Game 82, Orioles at Mariners
Hisashi Iwakuma vs. Jason Hammel, 7:10pm
Iwakuma makes his first MLB start tonight after injuries and ineffectiveness have pushed aside his competition. As Dave points out, Iwakuma’s been very consistent by xFIP; what’s varied considerably has been his success on balls in play and his HR rate. Now, it’s quite clear that HR rate is much more variable than what’s measured in xFIP (essentially, walks and strikeouts with a league average HR rate), but it’s also not yet clear that league average is the mean we should regress Iwakuma’s HR rate to. In the absence of any alternative that we could support with data, looking at him through the xFIP prism is the sensible option.
And yet…Iwakuma’s shown that he’s got a legitimate MLB-caliber weapon in his split-finger fastball. His two-seam fastball/sinker is also a solid pitch – we don’t have a lot of data, of course, but he’s able to rack up ground balls at an impressive clip. The problem’s his four-seam fastball. He’s thrown it a bit more than 1/3 of the time, but you’d be hard pressed to say why. It doesn’t get grounders and it doesn’t miss bats. Given we know so little about Iwakuma, I’m open to an argument that throwing this pitch makes his other pitches more effective – that he needs a four-seam or rising fastball to maximize the impact of his split-finger pitch. But as it stands, he’s got two decent pitches and what seems like an irrational attachment to a third, minor-league one. Right now, he’s getting Steve Delabar-like results, though again, he simply hasn’t faced enough batters to know if he’s going to be homer prone long term.
Still, while he’s facing the O’s in a park that’s seriously suppressed home runs, the Orioles have hit the 4th most HRs in baseball thanks to a number of high-K, high-HR hitters. Iwakuma’s splitter isn’t as effective against righties, but he’s got a slider that’s a lot more advanced than Delabar’s, so he’s got options.
Jason Hammel came over from Colorado in exchange for Jeremy Guthrie in what’s looking like an incredibly lop-sided trade. Hammel’s swing-and-miss stuff, which was AWOL last year, is back in a big way. He’s running a career high K rate, which then drives a career low FIP. He’s been excellent all year, with the exception of his last start, in which he gave up 8 runs in 3 1/3 innings against the Angels. One big reason for his transformation is the development of a two-seam fastball that he didn’t have in Colorado. His velocity’s up around 1 MPH, but that wouldn’t explain the fact that his *four*-seam fastball’s generating twice as many whiffs as it did last year, despite moving to the league with the DH. The Orioles will take it, I assume.

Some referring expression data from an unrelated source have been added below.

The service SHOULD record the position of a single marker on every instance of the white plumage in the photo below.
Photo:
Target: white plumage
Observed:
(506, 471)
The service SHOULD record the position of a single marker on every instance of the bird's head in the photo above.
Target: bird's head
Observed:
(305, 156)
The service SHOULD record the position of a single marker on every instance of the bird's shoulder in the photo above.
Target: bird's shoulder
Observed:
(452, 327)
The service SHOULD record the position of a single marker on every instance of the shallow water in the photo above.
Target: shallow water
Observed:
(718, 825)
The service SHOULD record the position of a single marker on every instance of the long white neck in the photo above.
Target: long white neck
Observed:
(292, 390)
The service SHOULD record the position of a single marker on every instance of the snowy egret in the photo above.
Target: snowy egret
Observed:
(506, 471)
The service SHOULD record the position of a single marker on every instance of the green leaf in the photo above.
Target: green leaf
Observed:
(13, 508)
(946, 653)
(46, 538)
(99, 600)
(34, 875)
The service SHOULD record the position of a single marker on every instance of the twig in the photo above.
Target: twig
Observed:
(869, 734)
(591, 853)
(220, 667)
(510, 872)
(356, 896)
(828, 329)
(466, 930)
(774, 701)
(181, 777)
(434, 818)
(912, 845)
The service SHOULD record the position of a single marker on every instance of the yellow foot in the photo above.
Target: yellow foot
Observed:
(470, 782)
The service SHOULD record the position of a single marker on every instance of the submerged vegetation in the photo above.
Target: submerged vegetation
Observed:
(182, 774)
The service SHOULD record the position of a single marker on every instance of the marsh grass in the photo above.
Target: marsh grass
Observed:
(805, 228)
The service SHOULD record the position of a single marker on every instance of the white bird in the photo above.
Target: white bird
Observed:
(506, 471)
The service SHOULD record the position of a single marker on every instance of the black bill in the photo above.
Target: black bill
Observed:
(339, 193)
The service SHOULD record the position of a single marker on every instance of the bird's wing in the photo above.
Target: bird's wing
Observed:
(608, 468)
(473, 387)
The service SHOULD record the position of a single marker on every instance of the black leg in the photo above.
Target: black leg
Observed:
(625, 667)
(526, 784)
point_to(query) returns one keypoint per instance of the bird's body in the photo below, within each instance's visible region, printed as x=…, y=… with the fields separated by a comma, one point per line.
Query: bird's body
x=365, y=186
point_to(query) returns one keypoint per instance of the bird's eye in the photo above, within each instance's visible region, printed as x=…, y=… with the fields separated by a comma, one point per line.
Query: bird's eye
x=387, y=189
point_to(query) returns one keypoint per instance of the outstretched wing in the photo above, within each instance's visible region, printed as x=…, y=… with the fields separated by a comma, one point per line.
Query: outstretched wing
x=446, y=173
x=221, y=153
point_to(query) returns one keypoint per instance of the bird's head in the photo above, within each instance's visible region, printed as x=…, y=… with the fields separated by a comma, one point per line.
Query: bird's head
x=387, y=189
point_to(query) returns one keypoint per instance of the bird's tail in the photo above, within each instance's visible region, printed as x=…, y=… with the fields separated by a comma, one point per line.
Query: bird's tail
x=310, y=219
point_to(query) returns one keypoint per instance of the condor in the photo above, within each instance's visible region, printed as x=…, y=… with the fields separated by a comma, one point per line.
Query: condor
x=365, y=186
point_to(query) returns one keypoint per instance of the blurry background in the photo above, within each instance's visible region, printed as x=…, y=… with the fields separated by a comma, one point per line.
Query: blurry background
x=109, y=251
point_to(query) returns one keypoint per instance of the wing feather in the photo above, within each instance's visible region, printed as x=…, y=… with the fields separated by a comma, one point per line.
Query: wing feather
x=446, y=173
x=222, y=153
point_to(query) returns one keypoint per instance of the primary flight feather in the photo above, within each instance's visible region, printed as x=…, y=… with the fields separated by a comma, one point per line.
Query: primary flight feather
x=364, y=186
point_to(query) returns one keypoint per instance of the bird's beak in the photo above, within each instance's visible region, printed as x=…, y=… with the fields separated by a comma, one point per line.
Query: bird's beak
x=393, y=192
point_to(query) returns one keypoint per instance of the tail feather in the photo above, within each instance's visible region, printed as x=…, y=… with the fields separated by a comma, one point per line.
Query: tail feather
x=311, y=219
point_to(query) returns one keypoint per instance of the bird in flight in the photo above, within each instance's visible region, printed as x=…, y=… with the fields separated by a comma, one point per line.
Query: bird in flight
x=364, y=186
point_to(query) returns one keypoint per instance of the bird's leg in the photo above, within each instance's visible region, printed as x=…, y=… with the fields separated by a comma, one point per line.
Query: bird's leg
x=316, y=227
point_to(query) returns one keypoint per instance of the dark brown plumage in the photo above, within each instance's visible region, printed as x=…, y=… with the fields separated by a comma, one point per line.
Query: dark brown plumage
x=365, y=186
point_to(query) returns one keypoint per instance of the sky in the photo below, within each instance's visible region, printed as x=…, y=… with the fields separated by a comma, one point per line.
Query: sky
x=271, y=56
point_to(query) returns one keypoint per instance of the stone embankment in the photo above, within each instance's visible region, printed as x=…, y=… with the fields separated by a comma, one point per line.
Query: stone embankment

Smoak and Montero get the day off in light of their recent struggles, and Munenori Kawasaki gets the start because he was in top form last night.
2: Wells (CF)
3: Jaso (DH)
5: Olivo (C)
6: Ackley (1B)
7: Figgins (LF)
8: Kawasaki (2B)
Today’s the big July 2nd signing deadline for international free agents – meaning the 16 year old Dominican and Venezuelan ball players. Just like the amateur draft, this is the first year that a yearly bonus cap’s been imposed on the July 2nd signings – another product of the recent CBA. The M’s haven’t signed any of Baseball America’s Top 20 international free agents, but we’ll see if that changes over the next few hours/days.